Go through your blog post and add in any relevant videos, social media posts or GIFs. Youtube links will embed automatically, so there’s no need to find an embed code. For your social posts and GIFs, you’ll need to head the options button and click on ‘Embed post’. Then you just paste that code into your post.
Pick any relevant categories, or enter tags in these sections on the right-hand sidebar. It’s best to keep categories kind of broad if you don’t have enough content to fill them. So, don’t make a new category for every blog post you write.
Optimise your post using an SEO plugin. At Sonder, we use SmartCrawl, but Yoast is the most popular and user-friendly plugin. It’s also used by most online publications. The plugin will let you optimise your title length and meta description, so your post shows up on Google perfectly. Your title tag should include your blog title and your business name. Your meta description can either be the first sentence or two of your post, or a really interesting section from your post. Remember, title tags and meta descriptions are what entices Googlers to click on your post.
The Yoast plugin will also let you optimise your image, title, and an excerpt for Facebook. Sometimes, Facebook seems to have a bit of beef with your links and it’ll pull the wrong image for your post. The Yoast plugin lets you make sure it appears perfectly on Facebook as well.
You should probably have an author profile on your WordPress account, but if you’re on a different account, make sure you pick an author.
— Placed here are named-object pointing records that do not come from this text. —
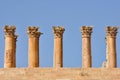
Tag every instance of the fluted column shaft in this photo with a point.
(58, 46)
(10, 47)
(33, 46)
(111, 33)
(86, 46)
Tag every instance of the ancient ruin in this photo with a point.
(109, 71)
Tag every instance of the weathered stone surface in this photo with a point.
(59, 74)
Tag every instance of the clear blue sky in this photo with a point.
(68, 13)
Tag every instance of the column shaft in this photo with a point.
(58, 46)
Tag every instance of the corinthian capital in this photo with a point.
(86, 31)
(33, 32)
(111, 31)
(9, 30)
(58, 31)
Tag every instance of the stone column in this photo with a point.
(111, 33)
(86, 46)
(58, 46)
(10, 47)
(33, 46)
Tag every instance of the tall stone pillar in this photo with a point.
(10, 47)
(86, 46)
(111, 33)
(33, 46)
(58, 46)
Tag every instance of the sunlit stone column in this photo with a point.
(86, 46)
(10, 47)
(58, 46)
(33, 46)
(111, 33)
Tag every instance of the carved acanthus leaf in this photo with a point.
(111, 31)
(33, 32)
(86, 31)
(58, 31)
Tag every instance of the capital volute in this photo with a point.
(111, 31)
(86, 31)
(9, 30)
(33, 32)
(58, 31)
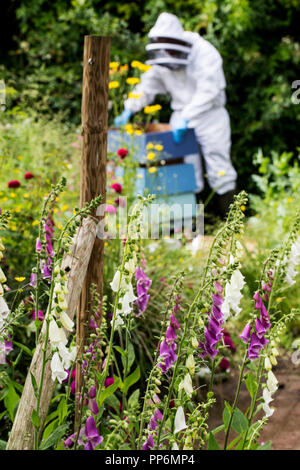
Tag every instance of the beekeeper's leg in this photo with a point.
(213, 134)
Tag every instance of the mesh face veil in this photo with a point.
(169, 52)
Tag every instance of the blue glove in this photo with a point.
(179, 127)
(123, 118)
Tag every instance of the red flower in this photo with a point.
(117, 187)
(122, 153)
(14, 184)
(224, 364)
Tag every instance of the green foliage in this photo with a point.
(258, 40)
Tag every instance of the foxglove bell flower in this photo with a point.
(149, 444)
(179, 422)
(92, 436)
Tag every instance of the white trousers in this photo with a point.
(212, 131)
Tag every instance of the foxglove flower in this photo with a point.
(179, 422)
(57, 369)
(92, 436)
(186, 385)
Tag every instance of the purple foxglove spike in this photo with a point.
(90, 428)
(260, 330)
(218, 287)
(46, 272)
(158, 414)
(176, 308)
(174, 322)
(164, 349)
(170, 334)
(92, 404)
(214, 329)
(210, 341)
(256, 295)
(92, 392)
(153, 424)
(49, 248)
(70, 441)
(38, 246)
(246, 333)
(218, 315)
(217, 300)
(33, 279)
(263, 341)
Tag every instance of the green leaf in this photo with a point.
(23, 347)
(226, 416)
(113, 402)
(134, 399)
(120, 350)
(54, 437)
(107, 392)
(239, 422)
(251, 384)
(50, 428)
(131, 379)
(2, 445)
(36, 420)
(265, 446)
(62, 410)
(212, 443)
(11, 401)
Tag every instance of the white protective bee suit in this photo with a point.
(197, 95)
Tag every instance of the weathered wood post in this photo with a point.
(21, 435)
(93, 164)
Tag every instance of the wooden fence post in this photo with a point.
(93, 166)
(21, 435)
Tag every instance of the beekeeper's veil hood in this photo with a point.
(167, 45)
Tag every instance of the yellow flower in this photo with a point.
(132, 80)
(135, 95)
(124, 68)
(140, 66)
(151, 156)
(114, 65)
(113, 84)
(159, 147)
(152, 169)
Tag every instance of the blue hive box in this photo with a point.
(117, 139)
(172, 183)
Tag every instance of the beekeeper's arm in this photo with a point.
(150, 85)
(210, 82)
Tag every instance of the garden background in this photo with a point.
(41, 52)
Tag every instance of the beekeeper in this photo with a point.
(189, 68)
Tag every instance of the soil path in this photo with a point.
(283, 428)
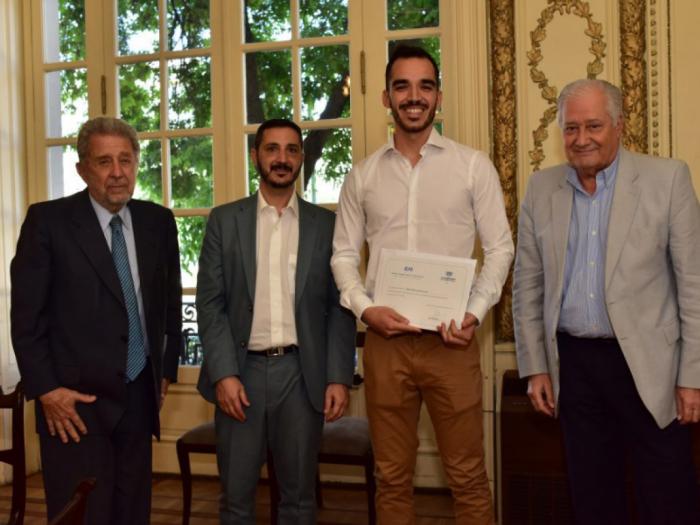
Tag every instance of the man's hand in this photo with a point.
(336, 401)
(688, 404)
(60, 413)
(462, 336)
(231, 397)
(164, 384)
(387, 321)
(541, 393)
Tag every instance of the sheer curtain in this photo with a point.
(12, 171)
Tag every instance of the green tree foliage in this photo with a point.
(324, 82)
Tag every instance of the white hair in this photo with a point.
(612, 94)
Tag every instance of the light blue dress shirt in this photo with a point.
(583, 310)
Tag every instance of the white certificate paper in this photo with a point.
(426, 289)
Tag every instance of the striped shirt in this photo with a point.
(583, 310)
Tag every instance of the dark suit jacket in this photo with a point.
(226, 290)
(69, 322)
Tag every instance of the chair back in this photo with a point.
(74, 511)
(15, 455)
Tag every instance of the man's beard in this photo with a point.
(407, 126)
(265, 175)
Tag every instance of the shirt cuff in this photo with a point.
(360, 304)
(478, 307)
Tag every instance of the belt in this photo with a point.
(567, 335)
(275, 351)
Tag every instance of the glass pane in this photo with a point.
(189, 93)
(137, 24)
(267, 21)
(324, 18)
(191, 172)
(64, 30)
(63, 177)
(149, 184)
(66, 101)
(325, 82)
(328, 158)
(139, 95)
(188, 24)
(430, 44)
(408, 14)
(253, 176)
(268, 85)
(190, 331)
(190, 232)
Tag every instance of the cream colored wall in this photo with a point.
(673, 79)
(685, 84)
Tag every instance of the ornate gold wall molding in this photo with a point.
(634, 75)
(505, 151)
(594, 31)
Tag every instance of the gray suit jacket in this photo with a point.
(652, 275)
(226, 290)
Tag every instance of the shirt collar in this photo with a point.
(104, 216)
(604, 178)
(292, 205)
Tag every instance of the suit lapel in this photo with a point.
(147, 246)
(247, 233)
(307, 240)
(623, 208)
(93, 243)
(562, 202)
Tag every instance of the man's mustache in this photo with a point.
(413, 103)
(281, 166)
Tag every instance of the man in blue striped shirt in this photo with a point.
(606, 306)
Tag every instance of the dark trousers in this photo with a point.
(606, 425)
(120, 461)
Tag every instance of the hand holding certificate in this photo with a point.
(427, 289)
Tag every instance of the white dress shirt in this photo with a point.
(436, 207)
(276, 266)
(104, 216)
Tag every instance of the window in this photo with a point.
(196, 78)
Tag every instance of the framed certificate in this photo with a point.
(426, 289)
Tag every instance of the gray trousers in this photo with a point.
(281, 418)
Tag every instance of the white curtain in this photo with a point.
(12, 170)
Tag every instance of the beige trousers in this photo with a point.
(401, 373)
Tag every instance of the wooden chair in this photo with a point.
(15, 455)
(202, 440)
(74, 511)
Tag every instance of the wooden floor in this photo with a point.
(344, 504)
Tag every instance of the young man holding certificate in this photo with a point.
(427, 195)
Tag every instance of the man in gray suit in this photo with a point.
(606, 304)
(278, 347)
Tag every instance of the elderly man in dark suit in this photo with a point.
(96, 327)
(278, 348)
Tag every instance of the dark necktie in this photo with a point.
(136, 355)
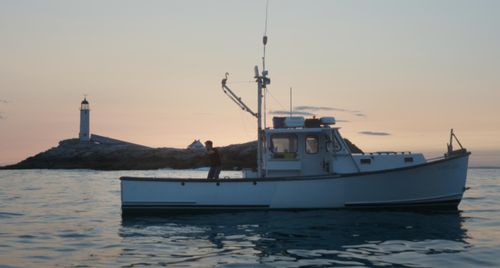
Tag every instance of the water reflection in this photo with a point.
(307, 238)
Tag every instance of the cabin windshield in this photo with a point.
(312, 144)
(334, 144)
(284, 146)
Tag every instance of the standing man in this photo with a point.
(215, 163)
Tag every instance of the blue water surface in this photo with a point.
(72, 218)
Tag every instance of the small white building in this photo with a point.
(84, 134)
(196, 145)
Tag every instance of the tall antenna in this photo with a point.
(264, 42)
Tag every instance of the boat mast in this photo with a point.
(262, 82)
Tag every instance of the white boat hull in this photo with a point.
(438, 183)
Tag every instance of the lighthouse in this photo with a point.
(84, 121)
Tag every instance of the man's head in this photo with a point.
(208, 144)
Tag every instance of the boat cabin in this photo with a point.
(313, 147)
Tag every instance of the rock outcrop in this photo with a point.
(74, 154)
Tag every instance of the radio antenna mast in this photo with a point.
(264, 41)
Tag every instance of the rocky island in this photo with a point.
(75, 154)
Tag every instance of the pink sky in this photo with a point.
(152, 71)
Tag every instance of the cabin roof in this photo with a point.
(299, 130)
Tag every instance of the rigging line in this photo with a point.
(275, 99)
(265, 25)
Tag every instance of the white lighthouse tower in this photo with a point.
(84, 121)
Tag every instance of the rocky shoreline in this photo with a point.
(74, 154)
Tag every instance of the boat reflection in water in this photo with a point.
(285, 238)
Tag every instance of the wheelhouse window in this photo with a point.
(312, 144)
(284, 146)
(333, 145)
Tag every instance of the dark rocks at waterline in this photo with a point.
(74, 154)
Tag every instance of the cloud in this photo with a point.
(374, 133)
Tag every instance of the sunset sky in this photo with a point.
(152, 70)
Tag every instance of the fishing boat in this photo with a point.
(306, 164)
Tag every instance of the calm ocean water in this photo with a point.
(73, 218)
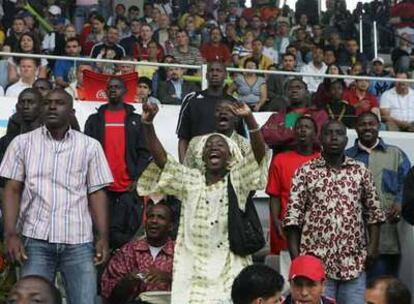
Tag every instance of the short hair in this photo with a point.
(256, 281)
(395, 291)
(54, 292)
(368, 113)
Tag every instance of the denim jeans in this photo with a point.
(347, 292)
(74, 262)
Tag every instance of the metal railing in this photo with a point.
(202, 68)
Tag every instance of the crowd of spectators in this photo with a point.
(115, 215)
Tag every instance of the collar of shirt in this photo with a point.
(320, 162)
(167, 249)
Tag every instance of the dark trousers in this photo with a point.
(125, 213)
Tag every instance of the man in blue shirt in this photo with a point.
(389, 165)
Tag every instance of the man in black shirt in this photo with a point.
(198, 108)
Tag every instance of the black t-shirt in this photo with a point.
(197, 115)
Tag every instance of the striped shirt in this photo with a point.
(57, 177)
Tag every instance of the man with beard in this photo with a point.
(118, 128)
(333, 210)
(144, 264)
(278, 130)
(56, 179)
(389, 165)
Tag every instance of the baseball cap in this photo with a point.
(307, 266)
(55, 10)
(378, 59)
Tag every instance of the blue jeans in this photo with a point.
(74, 262)
(347, 292)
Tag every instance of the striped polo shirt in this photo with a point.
(58, 175)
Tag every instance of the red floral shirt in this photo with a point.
(333, 207)
(136, 256)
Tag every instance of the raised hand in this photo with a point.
(149, 111)
(241, 109)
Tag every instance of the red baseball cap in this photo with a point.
(307, 266)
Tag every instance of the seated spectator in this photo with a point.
(352, 55)
(96, 35)
(144, 264)
(276, 84)
(307, 281)
(316, 66)
(278, 130)
(172, 91)
(28, 68)
(183, 52)
(64, 70)
(144, 91)
(128, 42)
(336, 107)
(215, 50)
(141, 50)
(77, 88)
(377, 87)
(17, 30)
(397, 106)
(322, 97)
(32, 289)
(387, 290)
(257, 284)
(403, 55)
(262, 61)
(29, 45)
(251, 88)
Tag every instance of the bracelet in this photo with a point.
(254, 130)
(144, 122)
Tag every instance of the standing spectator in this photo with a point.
(251, 88)
(119, 131)
(57, 201)
(389, 166)
(397, 106)
(257, 284)
(360, 98)
(28, 68)
(333, 203)
(129, 42)
(110, 43)
(316, 66)
(172, 91)
(142, 264)
(141, 50)
(262, 61)
(204, 197)
(278, 129)
(307, 281)
(17, 30)
(377, 87)
(387, 290)
(29, 45)
(279, 183)
(198, 108)
(215, 50)
(64, 70)
(276, 84)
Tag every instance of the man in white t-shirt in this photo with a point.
(316, 66)
(28, 69)
(397, 106)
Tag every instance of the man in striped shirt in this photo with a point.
(55, 189)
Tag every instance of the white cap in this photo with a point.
(55, 10)
(378, 59)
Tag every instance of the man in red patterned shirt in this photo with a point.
(333, 202)
(144, 264)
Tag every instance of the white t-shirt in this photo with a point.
(313, 82)
(401, 107)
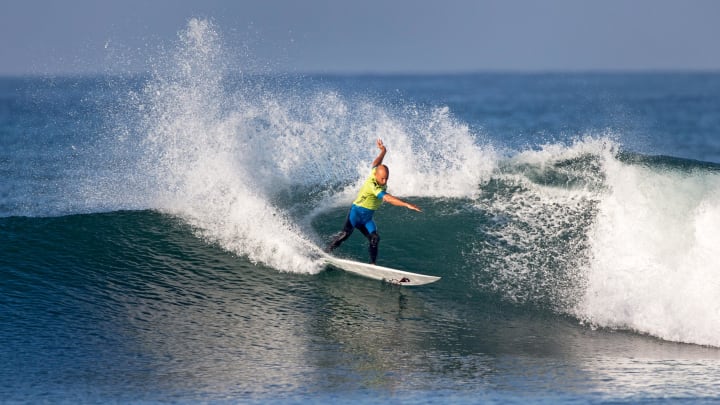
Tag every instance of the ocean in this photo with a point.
(161, 236)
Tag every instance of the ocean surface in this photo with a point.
(160, 236)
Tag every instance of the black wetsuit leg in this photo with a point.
(341, 236)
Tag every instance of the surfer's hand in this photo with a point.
(413, 207)
(380, 144)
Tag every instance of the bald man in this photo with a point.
(371, 195)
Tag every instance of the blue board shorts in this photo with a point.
(360, 216)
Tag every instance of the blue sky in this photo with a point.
(376, 36)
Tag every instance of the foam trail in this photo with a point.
(226, 156)
(653, 264)
(200, 167)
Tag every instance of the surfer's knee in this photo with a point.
(374, 239)
(337, 240)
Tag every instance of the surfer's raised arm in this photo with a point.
(371, 195)
(378, 160)
(391, 199)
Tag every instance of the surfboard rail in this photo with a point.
(375, 272)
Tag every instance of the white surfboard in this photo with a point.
(375, 272)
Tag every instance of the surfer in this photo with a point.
(372, 194)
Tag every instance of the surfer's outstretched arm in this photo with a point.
(400, 203)
(378, 160)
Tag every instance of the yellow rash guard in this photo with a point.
(371, 193)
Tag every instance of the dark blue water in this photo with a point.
(159, 236)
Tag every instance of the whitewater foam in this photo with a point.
(221, 155)
(653, 262)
Head down below your post to ‘Alternative Author’ and pick the right one.
Just above the ‘Publish’ button is ‘Preview’. Preview lets you see what your blog post will look like when it’s live, but without the commitment. Preview your blog post first so that you can spot any formatting issues or accidental gaps.
Now it’s time to hit ‘Publish’ and send that post live. From here, you can go ahead and share the post around on your socials or your Google My Business.